President Donald Trump said he has warned leaders of Japan and China against devaluing their currencies to gain an unfair trade advantage.
“You can’t do it because it’s unfair to us. It’s very hard for us to make tractors [by] Caterpillar here when Japan, China, and other places are killing their currency, meaning driving it down,” he continued. “So all of these things add up, and the way you solve it very easily is with tariffs.
“Look, let them do that, and we make up for it with the tariffs.”
Tokyo’s foreign exchange market reacted to Trump’s comments with a surge in buying yen, briefly pushing the Japanese currency to around mid-¥148 per U.S. dollar on Tuesday morning. Some yen selling later occurred, bringing the exchange rate to ¥149 per dollar by 5 p.m. local time, still stronger than the previous day’s rate.
At a press conference after a cabinet meeting on Tuesday, Japanese finance minister Katsunobu Kato dismissed the notion that Japan was deliberately weakening the yen.
Kato also affirmed that Japan will continue to honor the exchange-rate commitments it has made in the G7 Summit and at a bilateral talk with U.S. Treasury Secretary Scott Bessent on Jan. 29.
Japan is on the Treasury’s “Monitoring List” of major trading partners subject to heightened foreign exchange scrutiny. In its latest report from November, the department noted that Japan maintained a $65 billion trade surplus with the United States during the review period and saw its global current account surplus rise to 4.2 percent of GDP from 2 percent a year earlier.
While the Treasury acknowledged that Japan’s currency interventions were transparent, it reiterated that such measures should only be taken in “very exceptional circumstances with appropriate prior consultations.”

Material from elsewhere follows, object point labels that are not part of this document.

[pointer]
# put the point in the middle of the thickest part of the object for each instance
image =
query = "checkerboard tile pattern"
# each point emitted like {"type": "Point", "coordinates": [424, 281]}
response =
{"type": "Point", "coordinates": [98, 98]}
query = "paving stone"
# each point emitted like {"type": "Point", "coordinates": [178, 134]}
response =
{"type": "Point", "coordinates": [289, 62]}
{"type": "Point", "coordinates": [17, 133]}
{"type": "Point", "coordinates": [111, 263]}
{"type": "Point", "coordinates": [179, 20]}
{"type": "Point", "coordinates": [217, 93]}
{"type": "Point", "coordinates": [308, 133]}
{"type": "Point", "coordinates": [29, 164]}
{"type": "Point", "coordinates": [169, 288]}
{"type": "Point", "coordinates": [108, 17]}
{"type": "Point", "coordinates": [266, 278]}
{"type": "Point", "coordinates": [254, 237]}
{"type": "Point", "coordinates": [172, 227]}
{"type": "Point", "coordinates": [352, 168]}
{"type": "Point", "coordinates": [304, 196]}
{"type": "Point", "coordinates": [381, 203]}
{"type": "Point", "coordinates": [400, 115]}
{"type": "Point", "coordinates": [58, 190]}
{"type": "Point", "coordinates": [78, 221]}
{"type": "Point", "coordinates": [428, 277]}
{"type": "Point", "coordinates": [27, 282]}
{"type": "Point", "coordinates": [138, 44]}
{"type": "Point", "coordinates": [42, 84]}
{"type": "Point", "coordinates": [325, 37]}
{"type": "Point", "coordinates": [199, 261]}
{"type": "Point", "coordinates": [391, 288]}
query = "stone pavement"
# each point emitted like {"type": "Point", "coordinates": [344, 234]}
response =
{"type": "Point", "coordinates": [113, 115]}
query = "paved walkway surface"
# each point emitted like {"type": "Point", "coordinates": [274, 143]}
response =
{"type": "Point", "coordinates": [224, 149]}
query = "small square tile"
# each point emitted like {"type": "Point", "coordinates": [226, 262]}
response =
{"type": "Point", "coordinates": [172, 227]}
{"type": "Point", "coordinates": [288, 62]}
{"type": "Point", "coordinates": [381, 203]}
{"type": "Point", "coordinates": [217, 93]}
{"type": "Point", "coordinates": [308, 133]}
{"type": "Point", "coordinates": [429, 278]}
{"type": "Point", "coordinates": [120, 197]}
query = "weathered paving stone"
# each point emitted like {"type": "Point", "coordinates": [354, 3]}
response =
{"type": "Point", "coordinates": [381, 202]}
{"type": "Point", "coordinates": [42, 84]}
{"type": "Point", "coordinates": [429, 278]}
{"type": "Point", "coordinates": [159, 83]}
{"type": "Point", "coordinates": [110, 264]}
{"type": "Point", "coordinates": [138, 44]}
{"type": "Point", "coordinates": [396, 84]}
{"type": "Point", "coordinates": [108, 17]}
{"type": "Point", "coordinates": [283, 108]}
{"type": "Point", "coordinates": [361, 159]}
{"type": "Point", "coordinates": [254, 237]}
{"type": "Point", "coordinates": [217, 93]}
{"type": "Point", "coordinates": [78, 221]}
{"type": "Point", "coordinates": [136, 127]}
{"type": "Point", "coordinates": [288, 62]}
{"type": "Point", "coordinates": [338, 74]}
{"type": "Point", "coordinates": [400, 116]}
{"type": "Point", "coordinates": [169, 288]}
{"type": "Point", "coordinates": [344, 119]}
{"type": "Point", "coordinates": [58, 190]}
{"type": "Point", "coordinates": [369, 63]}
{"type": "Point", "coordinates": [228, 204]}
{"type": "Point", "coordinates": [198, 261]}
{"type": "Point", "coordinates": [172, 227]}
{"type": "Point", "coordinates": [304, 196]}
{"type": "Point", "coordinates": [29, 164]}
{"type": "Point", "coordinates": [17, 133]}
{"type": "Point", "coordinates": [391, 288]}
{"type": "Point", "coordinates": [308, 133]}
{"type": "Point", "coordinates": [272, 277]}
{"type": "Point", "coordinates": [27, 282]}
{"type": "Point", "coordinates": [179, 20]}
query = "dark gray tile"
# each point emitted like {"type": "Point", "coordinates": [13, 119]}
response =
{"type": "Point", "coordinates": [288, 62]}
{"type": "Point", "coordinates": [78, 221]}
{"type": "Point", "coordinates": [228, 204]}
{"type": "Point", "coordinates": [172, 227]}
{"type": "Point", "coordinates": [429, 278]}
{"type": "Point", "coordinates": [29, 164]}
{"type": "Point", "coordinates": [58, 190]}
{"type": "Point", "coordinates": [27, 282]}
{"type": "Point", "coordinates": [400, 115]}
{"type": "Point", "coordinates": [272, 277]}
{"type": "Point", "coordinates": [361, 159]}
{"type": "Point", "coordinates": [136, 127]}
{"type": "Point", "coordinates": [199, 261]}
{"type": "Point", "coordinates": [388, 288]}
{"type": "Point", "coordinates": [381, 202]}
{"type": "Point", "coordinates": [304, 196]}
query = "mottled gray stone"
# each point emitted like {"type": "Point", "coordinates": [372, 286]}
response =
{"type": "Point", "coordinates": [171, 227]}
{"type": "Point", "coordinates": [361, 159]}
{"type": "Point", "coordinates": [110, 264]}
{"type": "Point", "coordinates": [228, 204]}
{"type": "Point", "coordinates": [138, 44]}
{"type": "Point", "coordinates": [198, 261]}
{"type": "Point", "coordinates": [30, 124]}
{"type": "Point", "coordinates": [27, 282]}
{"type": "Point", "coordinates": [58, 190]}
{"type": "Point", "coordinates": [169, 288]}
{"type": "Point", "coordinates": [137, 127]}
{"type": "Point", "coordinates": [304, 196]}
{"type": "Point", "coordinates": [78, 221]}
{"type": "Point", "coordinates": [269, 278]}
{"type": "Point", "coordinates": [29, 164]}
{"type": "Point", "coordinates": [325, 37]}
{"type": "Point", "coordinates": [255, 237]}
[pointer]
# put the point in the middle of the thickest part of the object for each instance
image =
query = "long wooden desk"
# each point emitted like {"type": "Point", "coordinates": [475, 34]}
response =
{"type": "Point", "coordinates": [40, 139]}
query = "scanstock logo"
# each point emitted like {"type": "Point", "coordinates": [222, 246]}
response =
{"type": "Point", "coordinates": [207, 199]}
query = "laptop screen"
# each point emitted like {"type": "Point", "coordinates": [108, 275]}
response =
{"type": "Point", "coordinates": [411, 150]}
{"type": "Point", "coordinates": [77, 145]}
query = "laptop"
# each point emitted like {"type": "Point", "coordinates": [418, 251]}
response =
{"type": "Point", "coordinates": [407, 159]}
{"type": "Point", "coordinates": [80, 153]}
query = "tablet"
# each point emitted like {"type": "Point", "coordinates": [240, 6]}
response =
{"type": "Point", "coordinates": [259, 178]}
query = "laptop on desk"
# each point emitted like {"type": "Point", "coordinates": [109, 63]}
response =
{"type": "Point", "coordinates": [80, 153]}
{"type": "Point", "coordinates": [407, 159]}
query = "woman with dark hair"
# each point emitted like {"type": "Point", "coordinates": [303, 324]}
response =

When it comes to China, the Treasury noted that while China’s current account balance had declined slightly, to 1.2 percent of GDP, its export volumes had risen significantly, indicating a decline in export prices. The November report reiterated a call for more transparency in China’s foreign exchange practices, including only allowing the Chinese yuan to rise or fall 2 percent on either side of a “daily fix” without official explanation.